Building a Measurable Evidence Engine for Cell, Gene, and RNA Therapies

One of the questions we find ourselves returning to most often is a simple one: why do some patients respond dramatically to a therapy while others don't, even when they appear clinically similar? For cell, gene, and RNA therapies, where interventions work at the molecular level, the answer almost always lives somewhere in the data we already have. The challenge is finding it.

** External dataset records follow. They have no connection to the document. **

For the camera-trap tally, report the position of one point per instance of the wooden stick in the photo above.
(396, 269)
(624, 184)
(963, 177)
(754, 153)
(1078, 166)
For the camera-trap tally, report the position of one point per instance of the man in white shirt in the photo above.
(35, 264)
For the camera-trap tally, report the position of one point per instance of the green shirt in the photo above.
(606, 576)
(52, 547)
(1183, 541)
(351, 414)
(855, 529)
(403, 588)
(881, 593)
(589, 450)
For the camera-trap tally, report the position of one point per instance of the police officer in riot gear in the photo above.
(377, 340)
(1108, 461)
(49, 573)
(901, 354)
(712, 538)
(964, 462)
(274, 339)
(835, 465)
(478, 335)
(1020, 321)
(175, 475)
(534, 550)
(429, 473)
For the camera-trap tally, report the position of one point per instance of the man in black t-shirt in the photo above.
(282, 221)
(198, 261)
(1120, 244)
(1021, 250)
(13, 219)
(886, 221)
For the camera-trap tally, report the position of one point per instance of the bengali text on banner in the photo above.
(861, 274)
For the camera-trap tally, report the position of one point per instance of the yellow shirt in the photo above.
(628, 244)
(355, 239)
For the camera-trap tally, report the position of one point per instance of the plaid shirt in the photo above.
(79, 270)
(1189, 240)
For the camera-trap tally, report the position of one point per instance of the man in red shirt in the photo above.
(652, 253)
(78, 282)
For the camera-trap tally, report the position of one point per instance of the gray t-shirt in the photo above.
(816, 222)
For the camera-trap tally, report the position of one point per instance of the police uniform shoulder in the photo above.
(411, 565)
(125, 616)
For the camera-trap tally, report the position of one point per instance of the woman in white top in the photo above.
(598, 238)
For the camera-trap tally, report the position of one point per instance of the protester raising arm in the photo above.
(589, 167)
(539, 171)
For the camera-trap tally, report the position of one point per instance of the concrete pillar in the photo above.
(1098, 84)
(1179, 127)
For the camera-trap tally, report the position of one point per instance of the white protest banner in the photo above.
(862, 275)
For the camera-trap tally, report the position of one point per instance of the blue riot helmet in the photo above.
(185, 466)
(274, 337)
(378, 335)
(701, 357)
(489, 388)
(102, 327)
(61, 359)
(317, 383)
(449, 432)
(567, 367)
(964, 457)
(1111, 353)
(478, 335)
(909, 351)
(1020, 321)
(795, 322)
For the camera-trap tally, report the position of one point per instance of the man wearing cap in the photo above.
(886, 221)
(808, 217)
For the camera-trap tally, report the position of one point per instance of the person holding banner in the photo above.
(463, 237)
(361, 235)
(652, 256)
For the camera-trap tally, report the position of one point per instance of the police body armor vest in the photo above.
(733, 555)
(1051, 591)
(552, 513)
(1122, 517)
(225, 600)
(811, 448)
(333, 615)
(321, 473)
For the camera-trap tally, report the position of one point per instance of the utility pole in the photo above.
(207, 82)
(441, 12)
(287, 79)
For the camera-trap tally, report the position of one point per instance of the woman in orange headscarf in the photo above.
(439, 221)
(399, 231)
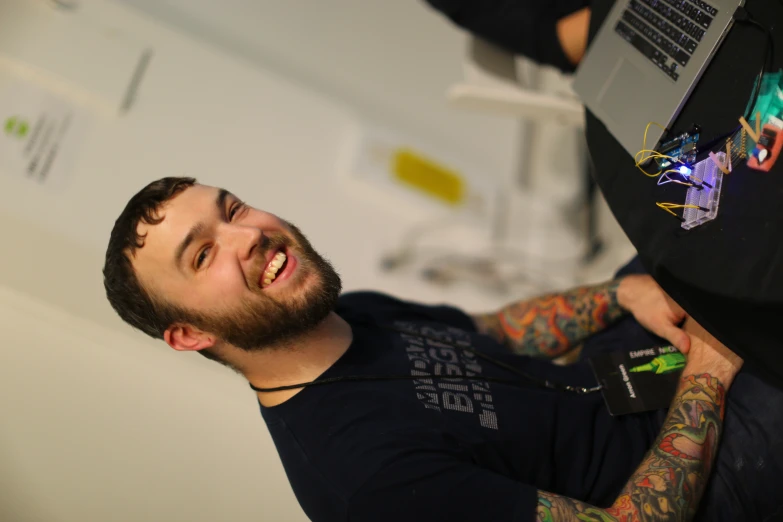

That challenge is fundamentally about integration. Disease is a molecular phenomenon, and the story of how it develops and progresses is encoded across multiple layers of biological data: the somatic mutations that initiate or drive it, the transcriptomic changes that reflect its active state, the proteomic landscape that mediates its effects, the clinical trajectory that captures its outcome. No single layer tells the complete story. But when you bring them together and can actually hold all those layers in the same analytical space, patterns emerge that you simply cannot see any other way.

The Cost Of Fragmentation

In practice, this kind of integration is harder than it sounds. Mutation data, RNA-seq outputs, proteomic profiles, clinical outcomes, and patient demographics typically live in separate systems, united only by a shared patient identifier. Analyzing each layer requires different expertise and different tools. Cross-modal integration is labor-intensive, and the reconciliation work (aligning formats, resolving missing values, tracing data provenance) can consume more time than the actual science.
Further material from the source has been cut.